De vestiging van Urenco in Almelo produceert jaarlijks circa 7000 ton verarmd uranium. Vorig jaar opende de COVRA twee nieuwe opslagbunkers voor de opslag. De eerste bunker die in 2004 werd geopend is nu praktisch vol. Urenco sprak in haar kwartaal magazine over “betrouwbare opslag van de oxide voor een verdere 100 tot 150 jaar. Na vele jaren zal door de COVRA een besluit worden genomen of het materiaal kan worden hergebruikt of dat het voor eindberging in aanmerking komt.” Beide opties bieden geen soelaas. Er bestaan geen methoden om verarmd uranium onschadelijk te maken.
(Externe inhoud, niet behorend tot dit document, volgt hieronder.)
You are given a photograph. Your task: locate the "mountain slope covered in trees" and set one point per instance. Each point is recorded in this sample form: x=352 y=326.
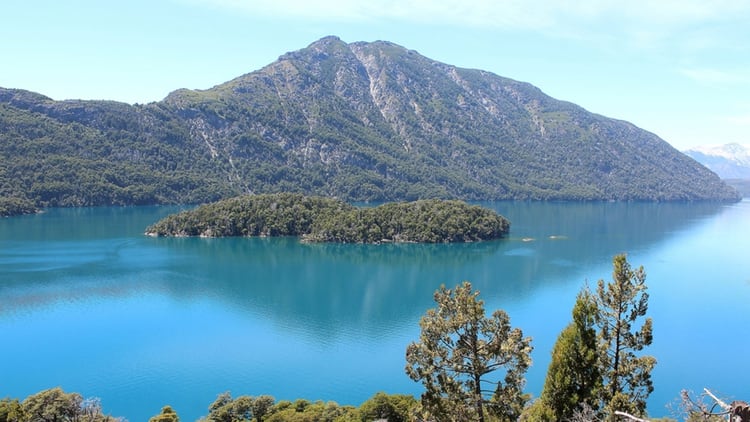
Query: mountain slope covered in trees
x=359 y=121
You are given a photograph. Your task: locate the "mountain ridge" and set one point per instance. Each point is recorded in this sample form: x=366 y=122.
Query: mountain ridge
x=359 y=121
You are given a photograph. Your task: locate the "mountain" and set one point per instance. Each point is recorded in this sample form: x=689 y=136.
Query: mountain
x=360 y=121
x=729 y=161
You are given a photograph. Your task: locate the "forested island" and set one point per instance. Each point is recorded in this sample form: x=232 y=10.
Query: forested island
x=319 y=219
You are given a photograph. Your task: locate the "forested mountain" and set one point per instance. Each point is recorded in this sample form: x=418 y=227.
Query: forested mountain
x=359 y=121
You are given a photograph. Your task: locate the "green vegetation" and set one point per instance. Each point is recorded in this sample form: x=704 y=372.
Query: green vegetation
x=318 y=219
x=457 y=355
x=574 y=377
x=51 y=406
x=621 y=303
x=16 y=206
x=361 y=122
x=595 y=367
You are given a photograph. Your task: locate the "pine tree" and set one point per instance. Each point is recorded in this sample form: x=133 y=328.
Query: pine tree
x=574 y=377
x=621 y=304
x=458 y=351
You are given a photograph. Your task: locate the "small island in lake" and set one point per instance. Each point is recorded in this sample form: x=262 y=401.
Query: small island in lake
x=319 y=219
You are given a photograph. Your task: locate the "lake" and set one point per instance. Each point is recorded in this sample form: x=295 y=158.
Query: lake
x=88 y=303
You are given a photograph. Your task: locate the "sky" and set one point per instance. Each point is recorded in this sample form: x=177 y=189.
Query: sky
x=677 y=68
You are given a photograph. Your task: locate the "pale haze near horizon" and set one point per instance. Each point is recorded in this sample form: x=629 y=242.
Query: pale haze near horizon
x=680 y=69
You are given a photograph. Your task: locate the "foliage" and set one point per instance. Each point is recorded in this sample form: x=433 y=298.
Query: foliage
x=16 y=206
x=621 y=303
x=167 y=415
x=361 y=122
x=53 y=405
x=393 y=408
x=574 y=375
x=457 y=354
x=319 y=219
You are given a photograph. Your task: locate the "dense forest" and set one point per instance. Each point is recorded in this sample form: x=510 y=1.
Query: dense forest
x=318 y=219
x=360 y=122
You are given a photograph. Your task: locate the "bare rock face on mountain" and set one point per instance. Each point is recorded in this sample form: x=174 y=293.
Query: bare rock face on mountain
x=359 y=121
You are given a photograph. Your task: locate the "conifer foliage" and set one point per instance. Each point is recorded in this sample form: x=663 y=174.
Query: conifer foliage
x=472 y=366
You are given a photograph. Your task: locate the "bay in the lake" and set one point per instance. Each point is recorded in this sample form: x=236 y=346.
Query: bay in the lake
x=88 y=303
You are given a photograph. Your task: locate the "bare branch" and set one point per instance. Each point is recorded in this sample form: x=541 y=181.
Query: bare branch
x=717 y=400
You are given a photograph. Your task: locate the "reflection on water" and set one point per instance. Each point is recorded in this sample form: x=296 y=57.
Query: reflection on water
x=187 y=318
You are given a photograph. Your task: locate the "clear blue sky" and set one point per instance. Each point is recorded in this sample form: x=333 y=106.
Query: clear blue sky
x=678 y=68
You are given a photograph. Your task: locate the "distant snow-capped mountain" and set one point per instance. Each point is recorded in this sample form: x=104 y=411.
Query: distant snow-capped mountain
x=729 y=161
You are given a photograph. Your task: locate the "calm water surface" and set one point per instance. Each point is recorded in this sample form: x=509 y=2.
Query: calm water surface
x=90 y=304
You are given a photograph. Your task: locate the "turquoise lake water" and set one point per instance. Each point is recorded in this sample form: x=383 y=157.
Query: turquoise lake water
x=88 y=303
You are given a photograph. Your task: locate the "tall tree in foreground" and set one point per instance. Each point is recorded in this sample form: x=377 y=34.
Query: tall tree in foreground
x=621 y=304
x=574 y=378
x=458 y=354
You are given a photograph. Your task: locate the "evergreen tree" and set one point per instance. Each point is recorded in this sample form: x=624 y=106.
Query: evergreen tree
x=167 y=415
x=459 y=348
x=621 y=304
x=574 y=376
Dat hoogradioactief afval een probleem is wordt breed erkend, maar dat ook de opslag van laagradioactief afval als verarmd uranium een omvangrijk probleem is wordt nog nauwelijks beaamd. Voorstanders van kernenergie moffelen het graag weg, maar ook voor dit kernafval bestaat geen oplossing. Meer kerncentrales betekent meer verarmd uranium en dat betekent onvermijdelijk dat lokale gemeenschappen in de toekomst gedwongen worden om ondergrondse bergingen van vaten met radioactief afval te accepteren. Ook als die gaan lekken, zoals thans in Asse (Duitsland).